NOAA updates 2024 hurricane forecast for rest of the season

A very busy 2024 Atlantic hurricane season is still likely, according to NOAA forecasters.

And there could potentially be a new tropical system to keep an eye on next week.

NOAA’s Climate Prediction Center updated its outlook for the remainder of the 2024 Atlantic hurricane season this week, and only made minor changes.

A very active Atlantic is still favored for the rest of the season, which ends on Nov. 30.

NOAA released its first hurricane season outlook in May. It called for 17-25 named storms, eight to 13 hurricanes and four to seven major hurricanes (Category 3 or stronger storms).

The new outlook is very similar. It is predicting 17-24 named storms (including the four we’ve had already), eight to 13 hurricanes and four to seven major hurricanes.

Forecasters still think this hurricane season will be very active. Here is the August forecast update.NHC

An average hurricane season in the Atlantic has 14 named storms, seven hurricanes and three major hurricanes.

There have already been four named storms.

Alberto and Chris were tropical storms that struck Mexico’s Gulf Coast. Beryl was the first hurricane and made history in early July by becoming the earliest Category 5 hurricane on record in the Atlantic. It made three landfalls, the final one in Texas. Then there was Hurricane Debby, which struck Florida’s Big Bend region on Monday as a Category 1 hurricane and made a second landfall as a tropical storm in South Carolina.

Debby had been ruled a post-tropical storm as of Friday but was still spreading flooding rain and tornado warnings into the mid-Atlantic region and the Northeast.

2024 tropical name list

Here are the remaining names for the 2024 Atlantic storm season.NHC

NOAA cited several factors in maintaining its forecast for a busy season:

* Warmer-than-average sea surface temperatures in the tropical Atlantic and Caribbean.

* Reduced vertical wind shear (which allows tropical systems to develop and strengthen).

* Weaker trade winds.

* An enhanced west African monsoon, which can send more weather systems into the eastern Atlantic that can develop into storms.
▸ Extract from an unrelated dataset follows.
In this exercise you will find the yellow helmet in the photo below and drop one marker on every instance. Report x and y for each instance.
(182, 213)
NOAA said all those things are expected to continue into the fall.

Forecasters also added that the dry Saharan air that prevented tropical storm development at times this summer is expected to back off going forward.
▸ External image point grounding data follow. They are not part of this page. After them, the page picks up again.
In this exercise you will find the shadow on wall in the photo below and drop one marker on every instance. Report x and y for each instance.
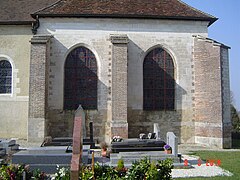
(162, 97)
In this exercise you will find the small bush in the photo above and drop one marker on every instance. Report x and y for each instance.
(16, 172)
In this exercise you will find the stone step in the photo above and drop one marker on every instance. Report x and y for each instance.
(48, 168)
(4, 143)
(2, 152)
(45, 156)
(114, 161)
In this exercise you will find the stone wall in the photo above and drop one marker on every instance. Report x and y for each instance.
(144, 35)
(227, 124)
(209, 88)
(15, 47)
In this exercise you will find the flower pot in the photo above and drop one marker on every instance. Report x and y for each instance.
(168, 151)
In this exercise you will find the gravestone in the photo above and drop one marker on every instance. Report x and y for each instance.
(77, 143)
(83, 117)
(172, 141)
(156, 130)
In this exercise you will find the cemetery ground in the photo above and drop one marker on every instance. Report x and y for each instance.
(230, 161)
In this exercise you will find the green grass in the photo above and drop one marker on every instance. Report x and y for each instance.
(236, 143)
(229, 161)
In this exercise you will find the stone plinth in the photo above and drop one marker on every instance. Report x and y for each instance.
(38, 89)
(119, 125)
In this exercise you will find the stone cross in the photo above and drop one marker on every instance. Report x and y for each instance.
(77, 144)
(81, 112)
(156, 130)
(172, 141)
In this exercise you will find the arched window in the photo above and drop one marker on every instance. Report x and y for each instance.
(5, 77)
(158, 81)
(80, 81)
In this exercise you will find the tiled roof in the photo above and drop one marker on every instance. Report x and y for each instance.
(157, 9)
(18, 11)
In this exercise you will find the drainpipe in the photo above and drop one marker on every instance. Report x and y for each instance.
(35, 25)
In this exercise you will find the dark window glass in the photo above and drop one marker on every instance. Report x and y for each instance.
(158, 81)
(80, 82)
(5, 77)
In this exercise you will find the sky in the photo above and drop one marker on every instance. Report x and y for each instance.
(227, 31)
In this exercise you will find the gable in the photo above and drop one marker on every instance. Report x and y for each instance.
(154, 9)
The National Hurricane Center was also tracking another tropical wave on Friday that will be something for those in the Caribbean to keep an eye on next week.

The hurricane center said the tropical wave was located several hundred miles to the west-southwest of the Cabo Verde Islands off Africa’s west coast on Friday morning.

Forecasters expect it to develop slowly over the next few days, but it could organize and become a tropical depression by early next week, when it could be approaching the Lesser Antilles.

As of Friday morning the system had a 60 percent probability of becoming a tropical depression in the next seven days.

As of Friday morning there were no other systems being monitored for development.

The Atlantic hurricane season ends on Nov. 30.